Developers want to build condos on Swiss Hall property

Plan to turn Swiss Hall into condo development brought to neighbors

LOUISVILLE, KY (WAVE) - Swiss Hall, a former deputy sheriff’s lodge in the St. Joseph’s neighborhood of Louisville, could soon transform into new housing.

This is a view of the proposed development.
This is a view of the proposed development. (Source: WAVE 3 News)

Developer Jeff Underhill wants to rezone the property to add 41 condos.

Underhill said they would keep Swiss Hall and renovate it to hold 18 condos, then build 23 more free-standing condos around the building.

“It should be a nice little village effect,” Underhill said.

Swiss Hall was built in the 1920s, Underhill said.

“Swiss immigrants settled that area," he said. “We feel they banded together to put in a community house there at one point. But it fits well to be residential.”

After a bar and restaurant’s attempt to rezone the location in 2018 failed, Underhill decided to buy the property to add more homes to the area.

The three-story Swiss Hall would house six condos on each floor. The developer plans to add lots of windows to the building.

“They will have common green space and common parking areas,” Underhill said.

Moseley Putney, the architect for the project, said they thought about demolishing the building and starting from scratch, but felt that keeping the original building would be better.

“It makes more sense to keep it," Putney said. "We get a nice mix of units.
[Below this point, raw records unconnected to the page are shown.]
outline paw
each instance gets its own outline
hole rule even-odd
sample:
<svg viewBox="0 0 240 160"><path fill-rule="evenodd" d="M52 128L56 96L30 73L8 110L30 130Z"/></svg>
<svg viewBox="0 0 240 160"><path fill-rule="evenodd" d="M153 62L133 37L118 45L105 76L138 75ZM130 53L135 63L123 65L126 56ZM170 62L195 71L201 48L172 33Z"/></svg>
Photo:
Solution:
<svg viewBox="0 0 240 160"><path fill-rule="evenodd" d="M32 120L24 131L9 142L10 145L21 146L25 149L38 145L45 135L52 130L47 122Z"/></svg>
We’ll have condos in there that are nice flats and the top floor in there having lofts. So we end up saving it.”

He added: “I believe it adds an interesting character. It maintains a piece of the community that’s been there forever and people identify with it.”

Judy Rentschler remembers before it became the deputy sheriff's lodge. She moved to St. Joseph’s when Swiss Hall was still Swiss Hall.

“They had events back there. They had the fish fry on Friday nights and the bands and that kind of stuff,” Rentschler recalled. “It was a neighborhood gathering place on the weekends."

Rentschler was one of dozens of neighbors meeting with Underhill and Putney Tuesday night.

“We don’t want a restaurant, we don’t want a bar, we don’t want a honkeytonk," Rentschler said. "We want people that care about what’s right there.”

Underhill, Putney and the project’s attorney, Bill Bardenwerper, showed neighbors what they want the development to look like and answered questions about alleyways, traffic, lighting and fences.

Nicholas Johnson has lived in St. Joseph’s for about a year and a half. He believes what the developers are trying to do will be good for the area.

“It was really nice to see the visuals in a more thought out and developed concept,” Johnson said. “I do still feel like we're in the early stages of this development so it will be interesting to see how they respond to the needs and requests of the neighborhood."

Underhill said they will take the neighbors' feedback into consideration.

Before any changes happen to the property, Underhill said the zoning change has to be approved, which usually takes about six months.